Kantor PBB untuk Koordinasi Urusan Kemanusiaan (UNOCHA) mengatakan telah terjadi kerusakan yang meluas di sekitar Sittwe.
“Laporan awal menunjukkan bahwa kerusakan sangat luas dan kebutuhan di antara masyarakat yang sudah rentan, terutama para pengungsi, akan tinggi,” katanya, seperti dilansir dari Aljazeera, pada Selasa (16/5/2023).
Lebih dari 2 juta orang tinggal di jalur Topan Mocha, termasuk ratusan Muslim Rohingya yang tetap tinggal di Rakhine setelah penumpasan pada 2017 di mana tinggal di kamp-kamp kumuh dengan pembatasan yang ketat terhadap pergerakan mereka.
Partners Relief and Development yang bekerja di Rakhine, mengatakan kontak Rohingya yang tinggal di dekat Sittwe memberitahu bahwa kamp mereka hampir hancur.

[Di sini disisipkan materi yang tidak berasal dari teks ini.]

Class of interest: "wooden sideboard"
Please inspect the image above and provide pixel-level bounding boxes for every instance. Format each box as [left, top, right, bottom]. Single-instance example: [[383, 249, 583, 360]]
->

Seorang aktivis Rohingya dan penasihat Kementerian Hak Asasi Manusia Pemerintah Persatuan Nasional Aung Kyaw Moe, mengatakan di Twitter bahwa jumlah kematian di Sittwe saja telah mencapai 400 orang.
Dia membagikan video tentang bangunan yang rata, tetapi tidak menjelaskan lebih lanjut. Saluran Myawaddy milik militer melaporkan bahwa 3 orang tewas dalam topan tersebut, pada Selasa (16/5/2023).
Myanmar terjerumus ke dalam krisis setelah militernya merebut kekuasaan dari pemerintah terpilih Aung San Suu Kyi pada Februari 2021, memicu protes massa yang berubah menjadi pemberontakan bersenjata.
Orang-orang di Rakhine telah menderita konflik dan pemindahan selama bertahun-tahun, dengan militer dan Liga Persatuan Arakan (ULA), sayap politik Tentara etnis Arakan, masing-masing mengklaim kontrol administratif di negara bagian tersebut.
Global New Light of Myanmar yang dikelola negara memuat laporan yang menunjukkan panglima militer Jenderal Senior Min Aung Hlaing pada pertemuan darurat komite bencana alam, pada Senin (15/5/2023).
Pemimpin kudeta itu mengatakan perlu untuk memberikan uluran tangan kepada semua warga Myanmar tanpa meninggalkan siapapun. Myanmar tidak mempertimbangkan warga Rohingya.
Media pemerintah melaporkan bahwa sang jenderal telah mengunjungi Sittwe, tetapi tidak menyebutkan jumlah korbannya, pada Selasa (16/5/2023).
Ratusan ribu orang di Myanmar dan Bangladesh juga sempat dievakuasi ke tempat penampungan sebelum topan terjadi di wilayah tersebut.
Sementara itu, kamp-kamp di Bangladesh tampaknya telah lolos dari topan terburuk, ada laporan tentang kebakaran di salah satu pemukiman padat penduduk, pada Selasa (16/5/2023).